Domain Driven Design - Définir et modéliser un domaine métier
Dans le monde du développement logiciel, les développeurs ont toujours intérêt à écrire un code simple, lisible, maintenable et facilement évolutif. Pour ce faire, plusieurs approches du développement ont été élaborées pour définir des règles et des bonnes pratiques à suivre afin de construire une architecture solide et pérenne.
En 2003, Eric Evans a publié un livre intitulé “Domain-Driven Design, Tackling complexity in the Heart of Software”. Cet ouvrage est la synthèse d’une vingtaine d’années d’expérience sur le développement des systèmes informatiques. L’approche du Domain Driven Design selon Eric Evans consiste à associer le design d’une application au domaine métier et à fonder sa conception sur les règles et la logique de ce domaine.
Dans cet article, nous allons mettre l’accent sur la définition et la modélisation du domaine selon l’approche Domain Driven Design, que nous appelerons DDD dans la suite de cet article.
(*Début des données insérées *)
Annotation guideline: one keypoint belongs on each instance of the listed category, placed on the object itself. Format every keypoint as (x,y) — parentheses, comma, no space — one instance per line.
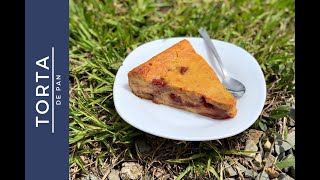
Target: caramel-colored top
(182,67)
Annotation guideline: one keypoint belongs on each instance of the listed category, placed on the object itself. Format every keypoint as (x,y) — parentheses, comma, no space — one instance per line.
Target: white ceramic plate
(172,123)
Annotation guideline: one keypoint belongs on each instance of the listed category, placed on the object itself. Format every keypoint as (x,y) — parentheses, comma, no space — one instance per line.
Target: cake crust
(181,78)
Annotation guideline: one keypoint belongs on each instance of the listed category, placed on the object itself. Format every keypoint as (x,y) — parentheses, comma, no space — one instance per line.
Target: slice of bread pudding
(181,78)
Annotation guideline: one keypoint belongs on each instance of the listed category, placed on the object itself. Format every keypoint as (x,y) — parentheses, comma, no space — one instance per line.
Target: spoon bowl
(235,87)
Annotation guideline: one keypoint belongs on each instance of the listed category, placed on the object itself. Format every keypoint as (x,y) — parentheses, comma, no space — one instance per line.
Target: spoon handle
(208,41)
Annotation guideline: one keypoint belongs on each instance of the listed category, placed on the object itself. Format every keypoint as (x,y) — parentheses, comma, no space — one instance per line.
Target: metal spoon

Une architecture en couches
Avant de parler du domaine, il faut savoir qu’une application n’est pas composée que de code métier. Eric Evans découpe l’architecture logicielle d’une application en 4 couches :
-
Couche interface utilisateur : La partie de l’application qui permet d’afficher les rendus visuels à l’utilisateur et lui permet d’interagir.
-
Couche application : Une couche fine qui coordonne les interactions avec la couche domaine. Elle peut par exemple vérifier les accès des utilisateurs, sérialiser les données échangées et valider leur format.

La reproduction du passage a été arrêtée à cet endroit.